It’s a Jimmy Choo, titled “The Cinderella Edit”, finished in the deepest of red, bejewelled with thousands of crystals, with a heavily crystal toe. I’m deeply in love. It comes in silver too. It’s easily the most beautiful shoe on the floor, if not all of Paris. Jimmy Choo must think so too: the price is a blistering €3,459, roughly around $AUD5,300. The sound you hear, dear reader, is my heart breaking. Even with my shoe habit, which broke four digits a while ago, it’s just too much. And I would have loved them so. Possibly too much to actually wear them. Chris is very lucky it’s not a major birthday I have coming up. I might not have been able to control my desire for them. I wonder if a GoFundMe page might work?

After finding the ultimate shoe, my appetite for shopping diminishes. It’s hard to top perfection. We go instead, for lunch. The burger craze has hit here – they’ve become yet another another universal language. Like Hello Kitty, which transcends all known cultural boundaries. Burgers it is. Wine with, reminds us that we’re still in France.

Thus fortified, I manage to squeeze one more shop in. It has to be Galleries Lafayette, with its stunning central glass dome and operatic balconies.

I keep away from the shoe department: I can do less damage in cosmetics. Trends here are not dissimilar to home. Nude lip/smoky eye combinations still rule, although copper has snuck into the mix. The autumn shadow ranges are deep chocolates, greens and purples. Red lips are brick toned. Skin is in, but then again, when was it not? I succumb at the Bobbi Brown counter, picking up a palette of perfectly balanced smoky shadows. We’re still a long way from home and space is at a premium. And I’m still thinking about those shoes.

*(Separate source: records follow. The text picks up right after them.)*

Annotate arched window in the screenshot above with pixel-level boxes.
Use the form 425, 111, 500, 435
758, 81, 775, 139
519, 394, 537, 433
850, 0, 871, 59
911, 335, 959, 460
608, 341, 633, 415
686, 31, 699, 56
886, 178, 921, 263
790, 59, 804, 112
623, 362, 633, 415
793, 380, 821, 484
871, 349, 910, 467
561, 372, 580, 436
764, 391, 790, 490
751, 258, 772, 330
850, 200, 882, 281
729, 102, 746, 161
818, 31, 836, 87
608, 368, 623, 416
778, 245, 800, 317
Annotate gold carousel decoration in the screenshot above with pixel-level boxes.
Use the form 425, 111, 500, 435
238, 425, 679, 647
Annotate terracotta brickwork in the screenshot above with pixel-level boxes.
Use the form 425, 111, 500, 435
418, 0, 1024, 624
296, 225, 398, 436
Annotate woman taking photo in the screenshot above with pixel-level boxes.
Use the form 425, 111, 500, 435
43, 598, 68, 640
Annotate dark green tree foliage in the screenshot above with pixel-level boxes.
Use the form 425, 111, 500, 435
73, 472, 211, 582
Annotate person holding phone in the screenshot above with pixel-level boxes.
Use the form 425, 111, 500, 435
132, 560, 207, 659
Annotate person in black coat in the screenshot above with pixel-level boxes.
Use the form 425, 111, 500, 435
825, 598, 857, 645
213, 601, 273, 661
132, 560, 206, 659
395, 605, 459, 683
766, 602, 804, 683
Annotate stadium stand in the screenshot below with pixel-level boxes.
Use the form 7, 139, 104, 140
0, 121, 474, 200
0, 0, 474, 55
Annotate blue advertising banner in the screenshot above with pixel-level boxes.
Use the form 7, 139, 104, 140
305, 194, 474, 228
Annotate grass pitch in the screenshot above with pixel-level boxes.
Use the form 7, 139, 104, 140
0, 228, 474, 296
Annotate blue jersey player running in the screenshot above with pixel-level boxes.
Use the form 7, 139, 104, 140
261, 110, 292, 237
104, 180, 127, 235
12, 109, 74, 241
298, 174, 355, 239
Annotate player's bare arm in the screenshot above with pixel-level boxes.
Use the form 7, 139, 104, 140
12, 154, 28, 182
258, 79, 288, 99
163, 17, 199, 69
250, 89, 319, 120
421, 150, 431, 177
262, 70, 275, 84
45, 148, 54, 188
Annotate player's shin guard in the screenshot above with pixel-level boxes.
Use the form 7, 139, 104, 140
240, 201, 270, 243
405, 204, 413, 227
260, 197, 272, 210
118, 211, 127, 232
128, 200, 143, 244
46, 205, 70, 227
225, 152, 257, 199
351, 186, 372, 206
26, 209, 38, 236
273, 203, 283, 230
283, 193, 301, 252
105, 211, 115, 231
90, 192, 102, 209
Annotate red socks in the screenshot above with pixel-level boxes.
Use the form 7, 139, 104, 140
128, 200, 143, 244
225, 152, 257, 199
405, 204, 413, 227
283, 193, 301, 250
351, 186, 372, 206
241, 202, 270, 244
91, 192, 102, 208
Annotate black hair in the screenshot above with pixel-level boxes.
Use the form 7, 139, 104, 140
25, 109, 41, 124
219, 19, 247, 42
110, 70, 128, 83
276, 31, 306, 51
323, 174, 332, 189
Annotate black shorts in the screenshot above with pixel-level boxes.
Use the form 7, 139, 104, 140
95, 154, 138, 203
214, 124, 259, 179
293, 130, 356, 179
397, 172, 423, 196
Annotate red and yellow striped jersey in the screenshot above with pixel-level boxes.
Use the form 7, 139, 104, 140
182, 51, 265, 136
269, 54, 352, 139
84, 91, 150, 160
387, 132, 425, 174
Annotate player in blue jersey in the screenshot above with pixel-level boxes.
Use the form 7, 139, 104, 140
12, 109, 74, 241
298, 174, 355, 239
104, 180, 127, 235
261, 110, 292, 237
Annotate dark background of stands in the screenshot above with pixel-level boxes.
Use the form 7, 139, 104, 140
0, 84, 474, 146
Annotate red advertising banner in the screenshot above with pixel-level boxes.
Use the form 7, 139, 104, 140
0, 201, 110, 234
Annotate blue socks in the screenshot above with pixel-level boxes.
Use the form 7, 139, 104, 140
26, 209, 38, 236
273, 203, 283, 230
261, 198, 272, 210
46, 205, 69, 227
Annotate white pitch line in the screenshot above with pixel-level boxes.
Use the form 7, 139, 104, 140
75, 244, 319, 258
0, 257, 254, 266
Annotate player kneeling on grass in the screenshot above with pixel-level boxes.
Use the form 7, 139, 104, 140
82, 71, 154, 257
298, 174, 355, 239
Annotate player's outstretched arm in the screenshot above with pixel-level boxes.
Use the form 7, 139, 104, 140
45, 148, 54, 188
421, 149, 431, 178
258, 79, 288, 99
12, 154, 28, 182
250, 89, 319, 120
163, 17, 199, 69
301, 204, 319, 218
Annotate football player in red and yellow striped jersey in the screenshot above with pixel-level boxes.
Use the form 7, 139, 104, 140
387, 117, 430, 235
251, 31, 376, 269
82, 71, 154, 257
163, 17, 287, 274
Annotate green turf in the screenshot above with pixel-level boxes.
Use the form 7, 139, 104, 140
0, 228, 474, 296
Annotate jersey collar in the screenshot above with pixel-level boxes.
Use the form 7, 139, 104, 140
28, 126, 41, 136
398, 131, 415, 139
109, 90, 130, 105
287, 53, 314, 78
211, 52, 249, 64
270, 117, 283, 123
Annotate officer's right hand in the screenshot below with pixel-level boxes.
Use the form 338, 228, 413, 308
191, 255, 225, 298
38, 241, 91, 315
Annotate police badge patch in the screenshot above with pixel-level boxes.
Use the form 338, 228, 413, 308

We visit the Lafayette Food Hall, housed in a seperate building. It’s been transformed since we were here last, into a multicultural extravaganza. Highlights include a Spanish bar complete with hanging Iberico hams, an oyster and champagne bar, a middle eastern spice market and a dim sum nook.

There’s also a fresh food market, and patisserie and chocolates a plenty.

Post shopping I had in mind a stop at a patisserier for coffee and cake, the latter being an art fom here. But try as we might, even with Google, it proves to be a challenge. I could have sworn there was a Laduree nearby, but it’s nowhere to be seen. Google leads us back to Galeries Lafayette, to the Sadaharu Aoki counter. Reviews say it’s even better than Laduree, but there’s no sit down area. Take away it is.

We’re not quite ready to leave and so meander, ending up at Place Vendome, home of the Paris Ritz hotel. It’s hard to think of the grainy footage of Princess Diana leaving for that awful last journey.

I finally found the Laduree – it’s moved here, along with all the other patisserier stores I was looking for around the Opera. I’m very taken by their bunny display.

We make like the Parisienne’s instead and cross over to the Tuilieres to enjoy our treats. It’s very peaceful, amongst the birdies, despite crowds in the distance.

Eventually, we take our leave on the extraordinarily efficient metro. It really is a superb system.

It’s been three long, busy days but I think we’ve done Paris justice. Many kilometres were covered. Old haunts were revisited, new treasures discovered. We’ve made friends with locals, eaten great food and drunk good wine. You can’t ask for more than that.